Tiveram a seguinte geração: Maria Gomes da Conceição (n.
10/11/1818), Luísa Maria de Oliveira Martins (casada em S. Vicente com Manuel
da Costa, do Lourinhal, residindo em Cássemes), Ana Maria Oliveira Martins
(casada em 24/11/1853 com Manuel Gomes de Pinho, filho de Manuel Gomes de Pinho
e de Maria Gomes de Pinho, e neto materno de José Alves da Cruz e de Maria
Gomes de Pinho), Rosa (nascida a 29/05/1829), Manuel (n. 23/11/1819, casado em
1864 com Ana Maria Gomes), António Martins de Oliveira (n. 18/10/1821, casado
com Maria Rodrigues de Jesus, pais, entre outros filhos, do futuro Padre e Juiz
Dr. Domingos Martins de Oliveira, José Martins de Oliveira, e de Maria Joana da
Conceição (casada com Manuel Gomes dos Santos).
Segundo informação de Lauro Martins, residente na rua do
Cruzeiro de Cássemes, sua tia Ana Maria Oliveira Martins, atrás citada, terá
dito que "naquela casa viveram duas famílias judias". (Possivelmente
ali nascidas ou refugiadas antes do século XVIII)[10].
Notas
[1] Filha de Manuel Álvares e de Catarina Manuel, de S.
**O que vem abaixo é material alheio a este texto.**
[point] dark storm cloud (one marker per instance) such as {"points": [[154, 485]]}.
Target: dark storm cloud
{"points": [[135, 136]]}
Martinho [da Gândara], do “Rocio de Cássemes”.
[2] Filha de Manuel Francisco e de Isabel Fernandes, do
Rexio, neta materna de Domingos e de Catarina Fernandes.
[3] Filha de António Fernandes e de Sebastiana Fernandes,
de “Cássemes”, e neta paterna de João António e de Domingas Fernandes, do
Rocio, e materna de Manuel Fernandes e de Maria Rodrigues, de “Cássemes”.
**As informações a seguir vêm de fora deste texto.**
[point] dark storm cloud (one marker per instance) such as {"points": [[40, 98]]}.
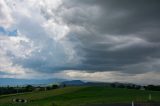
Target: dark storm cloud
{"points": [[104, 35], [124, 33]]}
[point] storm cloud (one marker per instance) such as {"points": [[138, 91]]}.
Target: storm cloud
{"points": [[87, 35]]}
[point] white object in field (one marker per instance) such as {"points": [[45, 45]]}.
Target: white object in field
{"points": [[150, 97], [132, 103]]}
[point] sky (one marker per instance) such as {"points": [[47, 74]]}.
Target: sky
{"points": [[93, 40]]}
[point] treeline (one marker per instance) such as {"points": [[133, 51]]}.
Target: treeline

[4] José Joaquim era filho de João Gomes Leite, de S.
Vicente, e de Rosa Maria Dias, de Ovar.
Ainda em 24/01/2018 ouvi designar como a "casa do
Álves" a casa do Aron Hakodesh, que, pela sua configuração e textura
material, os peritos consideram do séc. XV ou XVI. Terá passado desta família –
e talvez já desabitada – para a família Martins, vinda de Válega por 1818 (há
201 anos), o que ajudará a explicar ter o "armário da lei"
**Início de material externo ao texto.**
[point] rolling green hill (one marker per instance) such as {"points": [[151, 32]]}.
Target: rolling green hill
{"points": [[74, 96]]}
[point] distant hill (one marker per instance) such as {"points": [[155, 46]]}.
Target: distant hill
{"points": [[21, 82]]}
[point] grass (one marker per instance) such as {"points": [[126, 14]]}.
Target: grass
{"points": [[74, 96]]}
permanecido intacto ao longo dos séculos.
[5] Filha de Baltasar de Oliveira (1751-1828) e de Teresa
Rodrigues († 1910, em Cássemes).
[6] Filho de José Francisco Herdeiro e de Maria
Francisca, de Cássemes.
[7] Filha de Manuel Alves da Cruz e de Maria Francisca da
Cruz, do Rocio. Casou, em segundas núpcias, com José Joaquim Gomes Leite (pai
de um padre com o mesmo nome).
[8] Filho de Manuel Fernandes e de Páscoa Fernandes, de
Pigeiros.
[9] Filha de Manuel Gomes Rodrigues e de Maria Joana da
Conceição, do Rocio, neta paterna de João Rodrigues da Silva e de Antónia
Gomes, de Cássemes, e neta materna de Manuel Gomes e de Caetana Maria da
Conceição, de Vila Cova, São Tiago de Riba Ul.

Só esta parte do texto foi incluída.